HARCÈLEMENT SCOLAIRE
Cinq pour cent des enfants sont victimes de harcèlement scolaire. Si l’Education nationale semble prendre le problème à bras le corps, elle est impuissante quand les actes se déroulent pendant le temps périscolaire sous la surveillance des personnels communaux.
« C’est rien; ce sont des jeux d’enfants. » Voilà comment sont accueillis trop souvent les parents quand ils viennent signaler un cas de harcèlement scolaire. Faut-il rappeler qu’un jeu, c’est quand les deux protagonistes sont d’accord. Quand l’un des deux s’amuse et l’autre rentre de l’école en pleurs et se plaint de maux de ventre avant d’y aller, ce ne sont pas des jeux. C’est la situation que vit Irshad (*) depuis des années dans son école de Saint-Joseph.
« Dans l’école, notre enfant est harcelé et violenté par l’un des autres élèves. Ce garçon terrorise tout le monde et n’est pas recadré », peste la maman. De fait, un témoin nous a confirmé le problème que pose un enfant incontrôlable, il a lui-même retiré ses enfants de cette école pour cette raison. Si la directrice « fait la sourde oreille » d’après les parents du jeune Irshad, les autres membres de l’équipe éducative prêtent attention à la situation. Depuis, il n’y a que pendant la pause méridienne que les violences continuent. « Une dent cassée, coups de poing et de pied, attouchements aux toilettes, scarification sur le bras à l’aide d’un morceau de bois, jets de sable ou de cailloux, d’une bouteille pleine au visage… », énumère la maman désemparée.
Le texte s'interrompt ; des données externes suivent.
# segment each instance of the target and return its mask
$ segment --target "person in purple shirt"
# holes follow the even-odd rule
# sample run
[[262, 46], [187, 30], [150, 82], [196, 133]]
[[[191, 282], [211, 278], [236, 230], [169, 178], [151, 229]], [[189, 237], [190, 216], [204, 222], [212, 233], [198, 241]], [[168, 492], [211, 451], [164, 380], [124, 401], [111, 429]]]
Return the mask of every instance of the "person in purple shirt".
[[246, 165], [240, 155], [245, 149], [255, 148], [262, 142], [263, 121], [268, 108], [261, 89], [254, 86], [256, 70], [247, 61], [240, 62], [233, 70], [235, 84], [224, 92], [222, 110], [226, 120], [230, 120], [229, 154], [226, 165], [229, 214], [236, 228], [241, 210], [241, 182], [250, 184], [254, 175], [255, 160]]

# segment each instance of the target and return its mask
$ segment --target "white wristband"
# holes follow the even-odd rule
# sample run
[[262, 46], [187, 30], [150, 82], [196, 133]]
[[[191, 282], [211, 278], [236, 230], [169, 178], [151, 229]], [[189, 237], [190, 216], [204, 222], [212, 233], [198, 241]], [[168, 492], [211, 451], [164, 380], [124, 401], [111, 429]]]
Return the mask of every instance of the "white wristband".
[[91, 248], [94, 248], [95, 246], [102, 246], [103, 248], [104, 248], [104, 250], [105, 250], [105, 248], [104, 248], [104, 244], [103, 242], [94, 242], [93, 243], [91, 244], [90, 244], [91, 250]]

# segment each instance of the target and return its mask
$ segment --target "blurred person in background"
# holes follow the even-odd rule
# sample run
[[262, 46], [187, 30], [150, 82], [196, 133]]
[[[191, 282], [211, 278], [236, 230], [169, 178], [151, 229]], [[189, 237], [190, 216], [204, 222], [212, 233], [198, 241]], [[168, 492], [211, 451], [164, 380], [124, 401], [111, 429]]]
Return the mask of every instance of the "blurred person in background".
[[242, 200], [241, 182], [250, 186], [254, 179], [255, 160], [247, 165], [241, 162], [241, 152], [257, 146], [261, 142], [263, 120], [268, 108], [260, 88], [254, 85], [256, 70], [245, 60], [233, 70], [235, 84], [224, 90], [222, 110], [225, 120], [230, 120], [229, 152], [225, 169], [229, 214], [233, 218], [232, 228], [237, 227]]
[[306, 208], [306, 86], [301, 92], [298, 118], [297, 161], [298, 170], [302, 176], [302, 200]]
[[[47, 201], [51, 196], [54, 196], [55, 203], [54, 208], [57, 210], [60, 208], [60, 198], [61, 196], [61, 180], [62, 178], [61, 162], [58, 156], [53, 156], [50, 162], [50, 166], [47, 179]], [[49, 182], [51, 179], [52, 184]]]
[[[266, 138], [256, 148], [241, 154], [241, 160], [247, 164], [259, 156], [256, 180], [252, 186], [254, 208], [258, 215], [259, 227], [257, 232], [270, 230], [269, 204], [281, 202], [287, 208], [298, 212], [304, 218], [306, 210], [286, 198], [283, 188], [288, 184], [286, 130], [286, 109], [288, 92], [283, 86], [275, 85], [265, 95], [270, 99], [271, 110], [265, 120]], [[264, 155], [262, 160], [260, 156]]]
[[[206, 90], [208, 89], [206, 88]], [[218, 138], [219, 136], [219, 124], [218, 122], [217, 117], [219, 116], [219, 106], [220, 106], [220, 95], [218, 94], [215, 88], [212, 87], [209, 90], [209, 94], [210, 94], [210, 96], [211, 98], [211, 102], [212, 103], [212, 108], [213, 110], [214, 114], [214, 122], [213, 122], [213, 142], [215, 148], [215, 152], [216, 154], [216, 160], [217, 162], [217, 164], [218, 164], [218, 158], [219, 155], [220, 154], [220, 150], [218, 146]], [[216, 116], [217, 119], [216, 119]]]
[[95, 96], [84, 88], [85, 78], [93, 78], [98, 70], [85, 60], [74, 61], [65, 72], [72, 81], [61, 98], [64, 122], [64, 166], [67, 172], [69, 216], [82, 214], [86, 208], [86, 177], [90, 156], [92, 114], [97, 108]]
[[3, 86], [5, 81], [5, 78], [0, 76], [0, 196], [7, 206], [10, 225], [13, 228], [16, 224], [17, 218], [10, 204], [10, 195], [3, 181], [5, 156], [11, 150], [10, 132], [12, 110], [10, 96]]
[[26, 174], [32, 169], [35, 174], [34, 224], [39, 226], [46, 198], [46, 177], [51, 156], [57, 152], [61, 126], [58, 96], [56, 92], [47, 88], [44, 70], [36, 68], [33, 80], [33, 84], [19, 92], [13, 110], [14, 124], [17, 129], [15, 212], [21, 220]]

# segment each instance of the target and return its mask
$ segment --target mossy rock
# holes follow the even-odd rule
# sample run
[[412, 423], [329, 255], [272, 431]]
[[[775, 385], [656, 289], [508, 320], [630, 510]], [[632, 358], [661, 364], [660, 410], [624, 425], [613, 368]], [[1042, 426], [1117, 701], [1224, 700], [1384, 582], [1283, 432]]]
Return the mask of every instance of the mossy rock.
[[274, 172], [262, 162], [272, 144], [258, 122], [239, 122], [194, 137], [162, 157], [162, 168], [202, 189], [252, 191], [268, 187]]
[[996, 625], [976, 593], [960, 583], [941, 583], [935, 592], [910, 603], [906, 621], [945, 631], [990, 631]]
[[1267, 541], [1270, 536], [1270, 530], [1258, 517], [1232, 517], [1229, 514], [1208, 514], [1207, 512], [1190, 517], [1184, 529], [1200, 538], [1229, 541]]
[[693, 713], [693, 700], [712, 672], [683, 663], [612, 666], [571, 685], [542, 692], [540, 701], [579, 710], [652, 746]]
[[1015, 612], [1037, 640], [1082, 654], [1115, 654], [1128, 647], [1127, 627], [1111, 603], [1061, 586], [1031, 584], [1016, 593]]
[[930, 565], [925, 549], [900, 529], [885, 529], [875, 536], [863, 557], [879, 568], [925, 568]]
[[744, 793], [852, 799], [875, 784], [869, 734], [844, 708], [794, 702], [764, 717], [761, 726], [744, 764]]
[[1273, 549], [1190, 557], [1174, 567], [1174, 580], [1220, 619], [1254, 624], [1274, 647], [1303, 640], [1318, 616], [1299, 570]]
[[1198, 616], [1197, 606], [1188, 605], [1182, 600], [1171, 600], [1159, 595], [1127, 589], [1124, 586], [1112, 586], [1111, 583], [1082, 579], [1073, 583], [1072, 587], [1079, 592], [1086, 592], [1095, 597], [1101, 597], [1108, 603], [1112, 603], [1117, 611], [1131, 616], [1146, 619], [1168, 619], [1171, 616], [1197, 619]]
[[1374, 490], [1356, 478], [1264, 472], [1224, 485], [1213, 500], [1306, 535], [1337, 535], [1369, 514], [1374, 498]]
« La directrice m’a dit, vous n’avez qu’à le retirer de la cantine ou changer d’école, mais nous ne pouvons pas », soupire-t-elle encore. Elle assure que d’autres parents se plaignent, sans que rien ne change. En désespoir de cause, l’enfant ne mange plus à la cantine. Mais les parents doivent travailler et suivre une formation. Impossible dans ces conditions.
Etude nationale
Si le temps scolaire semble maitrisé, la pause méridienne surveillée par des personnels communaux tourne à l’anarchie. « Les enfants racontent qu’ils restent sans surveillance. Et quand l’un d’entre eux se plaint, les surveillantes adoptent une posture intimidante », poursuivent les parents.
L’actualité fourmille de cas semblables. Une récente étude nationale menée en novembre 2023 auprès d’un échantillon de 21 700 élèves du CE2 à la Terminale montre que 5 % des écoliers du CE2 au CM2 ont peur d’aller à l’école, 19 % des écoliers sont considérés comme étant dans une situation « à surveiller », que la part d’élèves ayant demandé de l’aide auprès d’un élève, d’un parent ou d’un adulte de l’équipe éducative, parmi ceux ayant l’impression d’être embêtés souvent, atteint 63 % des écoliers du CE2 au CM2 ; 5% de cette classe d’âge sont considérés comme victimes de harcèlement.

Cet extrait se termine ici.